I am building an Assistant chatbot that gives users answers to questions from our sales database on wine. To avoid having it parse through a 30k token JSON with every function call containing every kind of wine from every country, I want it to intelligently input the parameter based on the user’s question.
Assistant: “On average sauvignon blanc sold 15 bottles per location.”
I have a JSON that has all products, (e.g. “sauvignon blanc”: “SAUVIGNON_BLANC_GLOBAL”) as key value pairs and would like to use fine tuning to “teach” GPT this taxonomy.
Is this possible/appropriate with fine tuning or should I be using another tool?
Also I did read that people were having issues with fine-tuned models as Assistants but I can use completions worst case.
As your use case is fixed, i.e. enquires about your sales database, it would seem to be a good idea to build the solution as a sequence of steps.
Step 1 take the user query
Step 2 convert the query into one or more SQL statements to be performed on a read only duplicate of the actual sales database for security.
Step 3 Run those SQL statements on the data and record the resulting data.
Step 4 Pass the returned SQL results to the model as part of the prompt and include the original query and ask the model to provide output.
Thanks Foxabilo.

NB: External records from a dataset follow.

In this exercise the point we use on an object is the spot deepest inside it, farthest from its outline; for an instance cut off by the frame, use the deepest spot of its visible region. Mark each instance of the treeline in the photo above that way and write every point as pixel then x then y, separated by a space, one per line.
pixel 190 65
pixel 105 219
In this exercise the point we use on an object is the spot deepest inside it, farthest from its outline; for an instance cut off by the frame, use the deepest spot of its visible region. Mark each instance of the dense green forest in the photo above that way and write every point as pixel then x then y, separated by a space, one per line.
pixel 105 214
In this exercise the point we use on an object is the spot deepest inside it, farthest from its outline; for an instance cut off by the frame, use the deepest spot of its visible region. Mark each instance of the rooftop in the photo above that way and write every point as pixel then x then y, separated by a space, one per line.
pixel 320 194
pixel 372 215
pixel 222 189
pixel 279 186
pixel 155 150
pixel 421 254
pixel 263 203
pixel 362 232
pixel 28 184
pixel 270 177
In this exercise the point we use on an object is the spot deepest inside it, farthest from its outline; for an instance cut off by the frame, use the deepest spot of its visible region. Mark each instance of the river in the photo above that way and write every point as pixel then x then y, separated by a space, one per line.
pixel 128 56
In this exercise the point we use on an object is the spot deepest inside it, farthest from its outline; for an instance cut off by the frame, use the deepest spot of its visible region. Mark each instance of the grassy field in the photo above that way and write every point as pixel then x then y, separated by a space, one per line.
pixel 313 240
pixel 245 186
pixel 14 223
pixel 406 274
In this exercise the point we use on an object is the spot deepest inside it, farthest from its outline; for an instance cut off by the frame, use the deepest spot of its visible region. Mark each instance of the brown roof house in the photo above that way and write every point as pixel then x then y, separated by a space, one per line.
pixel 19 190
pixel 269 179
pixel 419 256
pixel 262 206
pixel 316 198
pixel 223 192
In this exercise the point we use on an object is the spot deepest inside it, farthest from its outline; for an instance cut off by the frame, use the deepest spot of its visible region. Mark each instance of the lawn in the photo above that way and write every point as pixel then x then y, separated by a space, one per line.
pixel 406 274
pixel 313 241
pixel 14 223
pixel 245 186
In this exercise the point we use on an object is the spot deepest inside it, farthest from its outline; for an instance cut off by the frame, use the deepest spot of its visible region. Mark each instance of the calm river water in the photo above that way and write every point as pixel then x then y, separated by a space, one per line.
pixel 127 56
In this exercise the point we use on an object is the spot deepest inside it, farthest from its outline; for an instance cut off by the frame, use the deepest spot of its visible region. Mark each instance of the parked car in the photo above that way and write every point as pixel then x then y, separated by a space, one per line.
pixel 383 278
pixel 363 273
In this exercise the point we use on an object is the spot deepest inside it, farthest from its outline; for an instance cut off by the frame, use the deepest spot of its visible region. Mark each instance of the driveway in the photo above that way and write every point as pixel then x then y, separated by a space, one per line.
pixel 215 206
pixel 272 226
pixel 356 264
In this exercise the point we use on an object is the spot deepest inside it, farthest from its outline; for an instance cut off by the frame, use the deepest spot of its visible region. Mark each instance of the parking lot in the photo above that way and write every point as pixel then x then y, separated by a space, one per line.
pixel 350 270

I should have mentioned wine_sales() is a call to our internal API and I’m adding the category parameter is to cut down on the context tokens.
So is your suggestion to have the Assistant pass through “sauvignon blanc” and then have my function interpret that as “SAUVIGNON_BLANC_GLOBAL”? That’s a possibility, but not ideal, as when we include regions I would have to account for a few different scenarios.

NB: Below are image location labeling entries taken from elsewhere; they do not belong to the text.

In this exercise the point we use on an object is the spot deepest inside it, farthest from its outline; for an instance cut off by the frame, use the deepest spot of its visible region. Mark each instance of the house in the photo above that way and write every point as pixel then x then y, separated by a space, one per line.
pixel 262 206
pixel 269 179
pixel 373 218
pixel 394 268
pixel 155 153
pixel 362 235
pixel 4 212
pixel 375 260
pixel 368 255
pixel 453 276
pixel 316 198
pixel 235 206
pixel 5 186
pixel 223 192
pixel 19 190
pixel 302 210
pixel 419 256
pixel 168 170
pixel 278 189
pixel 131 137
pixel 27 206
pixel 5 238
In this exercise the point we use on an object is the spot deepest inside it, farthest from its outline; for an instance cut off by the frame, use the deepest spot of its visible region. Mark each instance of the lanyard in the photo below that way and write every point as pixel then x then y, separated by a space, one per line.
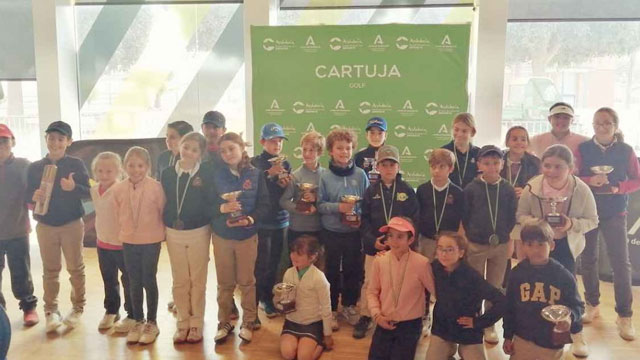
pixel 462 172
pixel 387 216
pixel 435 207
pixel 396 295
pixel 494 218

User: “How are sauvignon blanc from CA sales?”
Assistant may then put the user input as “CA sauvignon blanc”, “sauvignon blanc from CA”, “sauvignon blanc CA”, “california sauvignon blanc”, etc.
Would prefer if the Assistant was fine-tuned into understanding that sauvignon blanc from CA can only be “SAUVIGNON_BLANC_CA”.
Whether you embed or use SQL function as suggested by @Foxalabs , it will be up to you to “train” the Assistant to know which wine is which. In your case, it seems to me SQL is the best route. Your system message should define your database tables and fields. Then, you will need to provide instruction on what to access and when.
It could be tedious to set up initially, but once done, if done correctly, it should give you what you are looking for.
Your only other alternative is to embed all the databases into a vector store and then play around with various implementations of cosine similarity, along with system instructions, to “fine-tune” your searches. I’ve found Weaviate to be particularly good at providing a number of options for retrieving the best results.